The three games every advertiser must play to be effective

by Nigel Hollis

In an a WARC newsletter item Keith Weed, then chief marketing and communications officer at Unilever, talks about the need for his company to play two games: support global brands based on universal truths and manage a portfolio of targeted, niche brands. But I would suggest that brands actually need to play three games at once.

If you are marketing a reasonably-sized brand of any type, you have to ensure that you are building sales now and for the future. To do so, as we highlighted in our Mastering Momentum report brands need to outperform their competition at experience, exposure, and activation. The most important to growth is exposure, but once a brand reaches a reasonable size it inevitably needs to start reaching out to a more diverse set of customers and that presents the need to achieve to different and sometimes opposed objectives: reach and relevance.
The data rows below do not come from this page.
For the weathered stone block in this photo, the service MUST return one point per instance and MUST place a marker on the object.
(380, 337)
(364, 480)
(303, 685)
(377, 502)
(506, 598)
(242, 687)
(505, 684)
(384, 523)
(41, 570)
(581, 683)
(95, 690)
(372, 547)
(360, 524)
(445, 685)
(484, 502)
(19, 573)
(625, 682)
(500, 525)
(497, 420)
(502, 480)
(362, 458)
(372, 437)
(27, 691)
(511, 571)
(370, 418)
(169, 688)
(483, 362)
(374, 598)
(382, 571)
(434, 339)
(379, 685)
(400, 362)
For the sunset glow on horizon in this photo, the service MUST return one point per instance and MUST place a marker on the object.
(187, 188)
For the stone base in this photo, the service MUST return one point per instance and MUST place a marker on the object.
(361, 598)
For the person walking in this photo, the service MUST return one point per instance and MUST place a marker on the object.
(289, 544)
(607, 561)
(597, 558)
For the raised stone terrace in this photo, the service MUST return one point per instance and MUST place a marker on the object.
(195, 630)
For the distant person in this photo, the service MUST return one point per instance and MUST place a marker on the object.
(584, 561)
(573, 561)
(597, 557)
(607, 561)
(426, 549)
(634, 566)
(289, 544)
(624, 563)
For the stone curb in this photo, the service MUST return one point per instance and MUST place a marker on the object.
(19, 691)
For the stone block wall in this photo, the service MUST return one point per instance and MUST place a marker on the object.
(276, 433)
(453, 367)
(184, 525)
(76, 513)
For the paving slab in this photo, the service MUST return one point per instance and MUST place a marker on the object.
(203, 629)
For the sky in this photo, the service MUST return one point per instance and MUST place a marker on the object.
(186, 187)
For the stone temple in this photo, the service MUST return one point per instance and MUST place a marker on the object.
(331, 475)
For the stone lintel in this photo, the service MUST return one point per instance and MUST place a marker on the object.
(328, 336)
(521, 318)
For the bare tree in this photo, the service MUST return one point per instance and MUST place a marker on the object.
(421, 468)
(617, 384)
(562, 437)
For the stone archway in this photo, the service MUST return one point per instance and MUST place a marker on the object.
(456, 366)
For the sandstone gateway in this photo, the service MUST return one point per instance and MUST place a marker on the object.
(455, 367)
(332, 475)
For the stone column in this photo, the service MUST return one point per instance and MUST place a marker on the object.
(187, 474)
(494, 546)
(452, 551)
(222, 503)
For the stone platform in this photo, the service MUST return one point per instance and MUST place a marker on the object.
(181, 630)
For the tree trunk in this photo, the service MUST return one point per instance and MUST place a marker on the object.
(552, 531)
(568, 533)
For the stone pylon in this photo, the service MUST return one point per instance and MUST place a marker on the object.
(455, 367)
So, to be effective you need to reach a general audience and target specific niche groups at the same time.

If you want to influence someone with your advertising you first have to reach them and for a multitude of reasons, not least the way campaigns are planned, bought and delivered, most digital campaigns tend not reach a wide audience. Buying a lot of cheap impressions does not guarantee reach and it certainly does not guarantee that anyone is going to pay attention to the ads. On the other hand, the obvious benefit of digital is the ability to target specific groups of people. But, particularly if that targeting is informed only by behavioural data, it is likely that people will be exposed to the advertising late in the day, close to the decision point when they may already have made up their mind about which brand to buy (or in the case of retargeting, after it has been made). If advertising is going to deflect behaviour at this point it must not only engage attention, it must make its impression compelling enough to disrupt people’s instinctive inclination and appeal to a more deliberative mindset. It needs to be hyper-relevant. And that is tough thing to achieve across disparate groups of people.

This is why some advertisers have found it far more productive to balance digital calls to action with brand building advertising that seeks to predispose people to buy before they even start shopping. This is the equivalent of the global brand, a broad platform based on real consumer insight that can appeal across a wide audience, enabling the use of high reach media. And thanks to the IPA Awards we have obvious and successful cases in high activation categories where this has proven to be effective: Premier Inn, Direct Line and the AA. Campaigns that effectively balance brand building and activation smooth the way to a purchase by predisposing people to choose the brand and makes them more likely to pay attention its advertising when shopping the category.

So, what do you think? Should all advertisers play these three games?  Please share your thoughts.